An enhanced operating regime for high frequency capacitive discharges

TL;DR

This paper identifies a new operating regime in high-frequency capacitive discharges where plasma density peaks due to electron sheath synchronization with an applied magnetic field, enhancing device performance.

Contribution

It reveals a novel enhanced operating regime in CCP discharges induced by a weak magnetic field, supported by PIC-MCC simulations and theoretical analysis.

Findings

Plasma density peaks when electron cyclotron frequency equals half the RF frequency.

Electron sheath synchronization leads to increased electron energy and ionization.

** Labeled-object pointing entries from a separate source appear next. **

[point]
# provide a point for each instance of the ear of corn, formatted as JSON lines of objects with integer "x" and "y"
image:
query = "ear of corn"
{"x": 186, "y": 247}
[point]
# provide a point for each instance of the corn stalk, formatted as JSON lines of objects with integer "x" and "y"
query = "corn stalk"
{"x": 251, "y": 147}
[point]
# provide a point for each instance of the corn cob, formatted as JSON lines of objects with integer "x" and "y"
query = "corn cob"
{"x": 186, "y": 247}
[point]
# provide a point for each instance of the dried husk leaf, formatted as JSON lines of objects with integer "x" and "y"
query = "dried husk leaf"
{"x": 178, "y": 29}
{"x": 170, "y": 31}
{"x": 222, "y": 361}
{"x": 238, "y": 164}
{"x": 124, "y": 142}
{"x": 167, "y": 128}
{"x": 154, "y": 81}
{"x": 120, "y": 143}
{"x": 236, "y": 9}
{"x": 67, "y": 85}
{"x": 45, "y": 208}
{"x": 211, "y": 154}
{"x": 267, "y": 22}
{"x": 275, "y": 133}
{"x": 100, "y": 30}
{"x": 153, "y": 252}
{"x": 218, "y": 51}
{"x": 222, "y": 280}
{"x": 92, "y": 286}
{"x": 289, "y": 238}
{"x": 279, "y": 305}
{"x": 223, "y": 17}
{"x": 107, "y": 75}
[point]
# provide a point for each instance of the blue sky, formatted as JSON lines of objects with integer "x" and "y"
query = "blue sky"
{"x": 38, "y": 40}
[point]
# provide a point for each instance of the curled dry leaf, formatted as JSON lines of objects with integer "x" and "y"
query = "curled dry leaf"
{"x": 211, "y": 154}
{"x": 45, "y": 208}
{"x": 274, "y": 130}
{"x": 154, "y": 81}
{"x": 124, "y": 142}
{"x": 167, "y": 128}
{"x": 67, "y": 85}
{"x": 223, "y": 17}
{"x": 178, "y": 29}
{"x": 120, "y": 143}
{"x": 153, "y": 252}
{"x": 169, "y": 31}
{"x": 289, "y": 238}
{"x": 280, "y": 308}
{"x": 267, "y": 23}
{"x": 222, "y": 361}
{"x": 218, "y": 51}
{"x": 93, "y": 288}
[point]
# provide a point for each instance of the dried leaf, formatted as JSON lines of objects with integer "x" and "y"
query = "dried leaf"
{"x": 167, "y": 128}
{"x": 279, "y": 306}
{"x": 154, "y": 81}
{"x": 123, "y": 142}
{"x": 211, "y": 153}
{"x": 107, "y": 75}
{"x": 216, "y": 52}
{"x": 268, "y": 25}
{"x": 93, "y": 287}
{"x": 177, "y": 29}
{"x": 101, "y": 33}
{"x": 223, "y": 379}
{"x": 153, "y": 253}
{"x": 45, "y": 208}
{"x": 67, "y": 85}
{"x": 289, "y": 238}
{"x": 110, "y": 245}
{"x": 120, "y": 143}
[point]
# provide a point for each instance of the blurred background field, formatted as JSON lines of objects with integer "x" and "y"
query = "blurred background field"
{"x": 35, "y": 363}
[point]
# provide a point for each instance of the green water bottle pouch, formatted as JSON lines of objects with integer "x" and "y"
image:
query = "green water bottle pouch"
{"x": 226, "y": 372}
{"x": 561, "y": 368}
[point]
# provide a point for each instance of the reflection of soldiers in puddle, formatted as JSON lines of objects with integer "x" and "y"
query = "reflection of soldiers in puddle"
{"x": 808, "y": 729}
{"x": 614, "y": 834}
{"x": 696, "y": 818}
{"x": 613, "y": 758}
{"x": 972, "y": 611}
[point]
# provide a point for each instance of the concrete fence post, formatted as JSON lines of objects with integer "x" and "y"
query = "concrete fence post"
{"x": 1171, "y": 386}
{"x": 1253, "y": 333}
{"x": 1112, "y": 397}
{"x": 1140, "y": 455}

The regime can be experimentally verified and improves CCP device efficiency.

Abstract

We report the existence of an enhanced operating regime for a high-frequency, low-pressure capacitively coupled plasma (CCP) discharge in the presence of a weak magnetic field applied parallel to the electrodes. Our PIC-MCC simulations show that the plasma density and ion flux values exhibit a sharp peak when the electron cyclotron frequency equals half of the applied RF frequency. The physical mechanism responsible for this behaviour is traced to a synchronization between the oscillatory motion of the electrode sheath edge and the motion of a set of electrons reflected by this sheath. These electrons gain a substantial amount of energy that causes a concomitant higher ionisation leading to a peak in the ion flux. Our theoretical findings should be easy to verify experimentally in present day CCP devices and could provide useful guidelines for enhancing the operational performance of CCP devices in industrial applications.